[PATCH 1/5] KVM: arm64: Walk userspace page tables to compute the THP mapping size

Tue Jul 20 13:33:46 PDT 2021

On Tue, Jul 20, 2021, Alexandru Elisei wrote:
> Hi Marc,
> 
> I just can't figure out why having the mmap lock is not needed to walk the
> userspace page tables. Any hints? Or am I not seeing where it's taken?

Disclaimer: I'm not super familiar with arm64's page tables, but the relevant KVM
functionality is common across x86 and arm64.

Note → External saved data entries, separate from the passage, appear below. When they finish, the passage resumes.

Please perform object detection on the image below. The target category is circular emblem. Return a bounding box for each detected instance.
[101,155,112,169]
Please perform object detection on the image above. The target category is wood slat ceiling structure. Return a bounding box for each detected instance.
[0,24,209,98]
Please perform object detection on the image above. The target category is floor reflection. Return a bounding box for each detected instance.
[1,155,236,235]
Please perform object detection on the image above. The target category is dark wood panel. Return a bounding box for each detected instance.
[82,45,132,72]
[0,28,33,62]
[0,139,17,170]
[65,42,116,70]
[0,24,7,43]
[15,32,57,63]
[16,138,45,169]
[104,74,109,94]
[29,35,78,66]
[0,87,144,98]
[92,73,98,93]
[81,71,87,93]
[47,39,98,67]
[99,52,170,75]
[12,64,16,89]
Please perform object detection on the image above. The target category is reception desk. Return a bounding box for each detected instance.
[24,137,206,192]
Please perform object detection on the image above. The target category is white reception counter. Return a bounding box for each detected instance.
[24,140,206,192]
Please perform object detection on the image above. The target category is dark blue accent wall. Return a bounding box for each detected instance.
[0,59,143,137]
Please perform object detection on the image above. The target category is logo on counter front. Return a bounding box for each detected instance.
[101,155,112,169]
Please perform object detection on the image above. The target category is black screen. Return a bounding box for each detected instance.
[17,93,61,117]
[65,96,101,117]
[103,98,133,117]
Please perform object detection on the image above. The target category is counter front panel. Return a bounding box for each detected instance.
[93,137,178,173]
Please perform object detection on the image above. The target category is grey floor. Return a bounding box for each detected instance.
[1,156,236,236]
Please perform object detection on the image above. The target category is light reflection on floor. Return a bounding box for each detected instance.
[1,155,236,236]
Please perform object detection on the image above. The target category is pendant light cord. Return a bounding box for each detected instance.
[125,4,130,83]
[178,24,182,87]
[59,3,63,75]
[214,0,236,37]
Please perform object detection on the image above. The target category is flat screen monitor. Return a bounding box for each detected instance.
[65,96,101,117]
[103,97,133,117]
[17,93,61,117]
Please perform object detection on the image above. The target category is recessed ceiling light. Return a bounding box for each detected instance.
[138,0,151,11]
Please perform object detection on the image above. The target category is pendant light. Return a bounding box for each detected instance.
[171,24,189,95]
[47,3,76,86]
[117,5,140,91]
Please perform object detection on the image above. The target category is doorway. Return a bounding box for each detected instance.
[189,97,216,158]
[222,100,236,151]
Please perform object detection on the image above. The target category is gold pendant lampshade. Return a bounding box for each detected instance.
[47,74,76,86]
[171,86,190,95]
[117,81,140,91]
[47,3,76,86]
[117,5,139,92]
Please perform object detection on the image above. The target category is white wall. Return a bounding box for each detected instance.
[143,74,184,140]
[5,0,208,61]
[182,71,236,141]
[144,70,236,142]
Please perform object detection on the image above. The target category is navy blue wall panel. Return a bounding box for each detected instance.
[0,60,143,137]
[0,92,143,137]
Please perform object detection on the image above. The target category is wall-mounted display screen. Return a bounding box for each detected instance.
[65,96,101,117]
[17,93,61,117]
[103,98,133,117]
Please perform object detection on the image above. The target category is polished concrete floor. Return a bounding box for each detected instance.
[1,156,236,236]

KVM arm64 (and x86) unconditionally registers a mmu_notifier for the mm_struct
associated with the VM, and disallows calling ioctls from a different process,
i.e. walking the page tables during KVM_RUN is guaranteed to use the mm for which
KVM registered the mmu_notifier.  As part of registration, the mmu_notifier
does mmgrab() and doesn't do mmdrop() until it's unregistered.  That ensures the
mm_struct itself is live.

For the page tables liveliness, KVM implements mmu_notifier_ops.release, which is
invoked at the beginning of exit_mmap(), before the page tables are freed.  In
its implementation, KVM takes mmu_lock and zaps all its shadow page tables, a.k.a.
the stage2 tables in KVM arm64.  The flow in question, get_user_mapping_size(),
also runs under mmu_lock, and so effectively blocks exit_mmap() and thus is
guaranteed to run with live userspace tables.

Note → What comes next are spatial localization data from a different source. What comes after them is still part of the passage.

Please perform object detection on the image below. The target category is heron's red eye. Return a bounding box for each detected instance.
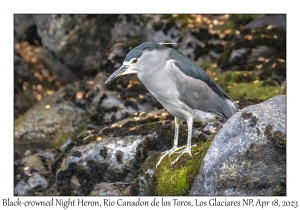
[132,59,138,63]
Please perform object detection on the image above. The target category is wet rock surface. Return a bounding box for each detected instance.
[190,95,286,196]
[52,135,143,195]
[14,149,58,195]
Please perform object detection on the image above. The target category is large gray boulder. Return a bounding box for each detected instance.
[33,14,118,75]
[190,95,286,196]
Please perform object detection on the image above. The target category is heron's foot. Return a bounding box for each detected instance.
[156,146,185,168]
[170,147,192,165]
[168,146,185,157]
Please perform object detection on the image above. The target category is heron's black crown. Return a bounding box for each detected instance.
[125,42,166,62]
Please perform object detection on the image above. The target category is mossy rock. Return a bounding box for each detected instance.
[156,139,212,196]
[134,136,214,196]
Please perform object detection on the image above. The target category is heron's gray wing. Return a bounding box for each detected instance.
[175,75,233,118]
[169,48,226,99]
[169,49,235,119]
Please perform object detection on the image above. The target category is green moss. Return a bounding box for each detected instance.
[281,81,286,95]
[217,70,256,86]
[157,165,187,195]
[154,138,213,196]
[196,60,218,72]
[58,133,71,147]
[223,81,280,100]
[194,68,282,101]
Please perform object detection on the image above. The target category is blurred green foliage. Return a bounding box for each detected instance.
[197,61,281,101]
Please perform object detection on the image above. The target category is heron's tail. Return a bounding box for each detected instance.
[225,98,239,117]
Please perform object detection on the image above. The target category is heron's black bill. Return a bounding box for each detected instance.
[105,65,128,84]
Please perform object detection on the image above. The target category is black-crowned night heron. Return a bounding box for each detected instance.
[105,42,238,167]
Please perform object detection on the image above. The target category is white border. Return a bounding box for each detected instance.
[2,0,298,209]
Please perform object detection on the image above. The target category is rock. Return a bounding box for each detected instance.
[131,136,213,196]
[245,14,286,29]
[14,148,58,195]
[21,155,47,175]
[14,54,36,119]
[119,112,215,196]
[14,100,79,142]
[85,72,159,125]
[33,14,118,75]
[39,48,78,85]
[142,14,179,44]
[53,135,144,195]
[14,14,40,43]
[14,81,86,150]
[14,180,30,196]
[27,173,48,189]
[111,15,142,43]
[101,96,137,123]
[89,182,130,196]
[178,31,205,60]
[230,48,247,62]
[190,95,286,196]
[14,173,47,196]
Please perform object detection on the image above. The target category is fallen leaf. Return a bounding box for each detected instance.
[272,63,277,68]
[87,80,94,85]
[76,92,83,100]
[224,29,231,34]
[213,19,219,26]
[148,113,154,117]
[139,112,146,117]
[256,64,263,69]
[46,90,54,95]
[111,123,119,128]
[35,94,42,101]
[244,35,253,40]
[129,125,140,131]
[257,57,265,62]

Lastly, KVM also implements mmu_notifier_ops.invalidate_range_{start,end}.  KVM's
invalidate_range implementations also take mmu_lock, and also update a sequence
counter and a flag stating that there's an invalidation in progress.  When
installing a stage2 entry, KVM snapshots the sequence counter before taking
mmu_lock, and then checks it again after acquiring mmu_lock.  If the counter
mismatches, or an invalidation is in-progress, then KVM bails and resumes the
guest without fixing the fault.

E.g. if the host zaps userspace page tables and KVM "wins" the race, the subsequent
kvm_mmu_notifier_invalidate_range_start() will zap the recently installed stage2
entries.  And if the host zap "wins" the race, KVM will resume the guest, which
in normal operation will hit the exception again and go back through the entire
process of installing stage2 entries.

Looking at the arm64 code, one thing I'm not clear on is whether arm64 correctly
handles the case where exit_mmap() wins the race.  The invalidate_range hooks will
still be called, so userspace page tables aren't a problem, but
kvm_arch_flush_shadow_all() -> kvm_free_stage2_pgd() nullifies mmu->pgt without
any additional notifications that I see.  x86 deals with this by ensuring its
top-level TDP entry (stage2 equivalent) is valid while the page fault handler is
running.

  void kvm_free_stage2_pgd(struct kvm_s2_mmu *mmu)
  {
	struct kvm *kvm = kvm_s2_mmu_to_kvm(mmu);
	struct kvm_pgtable *pgt = NULL;

	spin_lock(&kvm->mmu_lock);
	pgt = mmu->pgt;
	if (pgt) {
		mmu->pgd_phys = 0;
		mmu->pgt = NULL;
		free_percpu(mmu->last_vcpu_ran);
	}
	spin_unlock(&kvm->mmu_lock);

	...
  }

AFAICT, nothing in user_mem_abort() would prevent consuming that null mmu->pgt
if exit_mmap() collidied with user_mem_abort().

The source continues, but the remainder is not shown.